Variable Denudation in the Evolution of the Bolivian Andes: Controls and Uplift-Climate-Erosion Feedbacks

Persistent Link:
http://hdl.handle.net/10150/240131
Title:
Variable Denudation in the Evolution of the Bolivian Andes: Controls and Uplift-Climate-Erosion Feedbacks
Author:
Barnes, Jason B.
Issue Date:
2002
Publisher:
The University of Arizona.
Rights:
Copyright © is held by the author. Digital access to this material is made possible by the Antevs Library, Department of Geosciences, and the University Libraries, University of Arizona.
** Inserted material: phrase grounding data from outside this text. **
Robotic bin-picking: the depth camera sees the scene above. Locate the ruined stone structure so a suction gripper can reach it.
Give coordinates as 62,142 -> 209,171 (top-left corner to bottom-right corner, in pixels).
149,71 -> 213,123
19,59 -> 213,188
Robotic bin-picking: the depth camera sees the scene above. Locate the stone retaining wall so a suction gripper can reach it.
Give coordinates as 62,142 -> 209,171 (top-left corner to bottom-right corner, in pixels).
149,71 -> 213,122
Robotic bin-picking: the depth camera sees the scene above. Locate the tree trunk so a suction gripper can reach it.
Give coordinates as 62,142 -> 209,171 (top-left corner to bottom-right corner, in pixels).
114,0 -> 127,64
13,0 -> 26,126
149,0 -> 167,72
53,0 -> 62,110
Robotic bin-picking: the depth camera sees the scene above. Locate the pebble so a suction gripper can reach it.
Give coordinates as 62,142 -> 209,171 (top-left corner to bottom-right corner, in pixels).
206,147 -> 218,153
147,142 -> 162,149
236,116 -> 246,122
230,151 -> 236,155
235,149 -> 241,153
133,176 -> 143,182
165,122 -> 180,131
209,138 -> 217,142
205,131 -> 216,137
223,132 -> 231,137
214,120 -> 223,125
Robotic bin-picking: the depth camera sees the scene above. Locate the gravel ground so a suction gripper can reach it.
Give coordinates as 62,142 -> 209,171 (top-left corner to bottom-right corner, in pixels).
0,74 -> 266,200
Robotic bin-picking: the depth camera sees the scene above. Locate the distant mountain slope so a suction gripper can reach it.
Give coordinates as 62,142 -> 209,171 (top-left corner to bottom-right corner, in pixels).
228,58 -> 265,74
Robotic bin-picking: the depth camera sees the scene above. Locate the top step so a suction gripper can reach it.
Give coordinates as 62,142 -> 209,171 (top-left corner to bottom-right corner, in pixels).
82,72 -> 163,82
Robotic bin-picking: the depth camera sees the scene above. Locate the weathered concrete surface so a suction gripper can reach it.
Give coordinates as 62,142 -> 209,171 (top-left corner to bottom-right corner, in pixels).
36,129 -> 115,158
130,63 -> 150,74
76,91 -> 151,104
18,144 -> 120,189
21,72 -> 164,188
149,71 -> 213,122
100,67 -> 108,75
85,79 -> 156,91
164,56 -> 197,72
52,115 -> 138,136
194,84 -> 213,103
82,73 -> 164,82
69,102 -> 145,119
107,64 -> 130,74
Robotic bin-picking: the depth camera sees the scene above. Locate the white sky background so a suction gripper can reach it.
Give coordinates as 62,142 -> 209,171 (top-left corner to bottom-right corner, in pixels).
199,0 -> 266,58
Further transmission, reproduction or presentation (such as public display or performance) of protected items is prohibited except with permission of the author or the department.
Collection Information:
This item is part of the Geosciences Theses collection. It was digitized from a physical copy provided by the Antevs Library, Department of Geosciences, University of Arizona. For more information about items in this collection, please email the Antevs Library, antevs@geo.arizona.edu.
Abstract:
Controls on denudation in the eastern Bolivian Andes are evaluated by synthesis of new and existing denudation estimates from basin-morphometry, stream - powered fluvial incision, landslide mapping, sediment flux, erosion surfaces, thermochronology, foreland basin sediment volumes, and structural restorations. Centered at 17.5 °S, the northeastern Bolivian Andes exhibit high relief, a wet climate, and a narrow fold- thrust belt. In contrast, the southeastern Bolivian Andes have low relief, a semi-arid climate, and a wide fold-thrust belt. Basin -morphometry indicates a northward increase in relief and relative denudation. Stream-power along river profiles shows greater average incision rates in the north by a factor of 2 to 4. In the south, profile knickpoints with high incision rates are controlled by fold-thrust belt structures such as the surface expressions of basement megathrusts, faults, folds, and lithologic boundaries. Landslide and sediment-flux data are controlled by climate, elevation, basin morphology, and size and show a similar trend; short -term denudation-rate averages are greater in the north (1- 9 mm/yr) than the south (0.3-0.4 mm/yr). Long-term denudation-rate estimates including fission track, basin fill, erosion surfaces, and structural restorations also exhibit greater values in the north (0.2-0.8 mm/yr) compared to the south (0.04-0.3 mm/yr). Controls on long-term denudation rates include relief, orographic and global atmospheric circulation patterns of precipitation, climate change, glaciation, and fold-thrust belt geometry and kinematics. The denudation synthesis supports two conclusions: 1) denudation rates have increased towards the present 2) an along-strike disparity in denudation (greater in the north) has existed since at least the Miocene and has increased towards the present. Denudation rates and controls suggest that Bolivian mountain morphology is controlled by both its orientation at mid-latitude, and the feedbacks between uplift, kinematics, orographic effects on precipitation, glaciation, and the increased erosion that accompanies orogenesis.
Type:
text; Thesis-Reproduction (electronic)
Keywords:
Andean Orogeny; Andes; Bolivia; Cenozoic; chronology; climate; data processing; degradation; denudation; digital simulation; drainage patterns; erosion; erosion rates; fluvial features; geomorphology; incised valleys; landform evolution; latitude; morphometry; mountains; neotectonics; numerical models; plate tectonics; Quaternary; relief; rivers; South America; spatial distribution; stream gradient; tectonics; temporal distribution; thermochronology; topography; uplifts
Degree Name:
M.S.
Degree Level:
masters
Degree Program:
Graduate College; Geosciences
Degree Grantor:
University of Arizona
Advisor:
Pelletier, Jon D.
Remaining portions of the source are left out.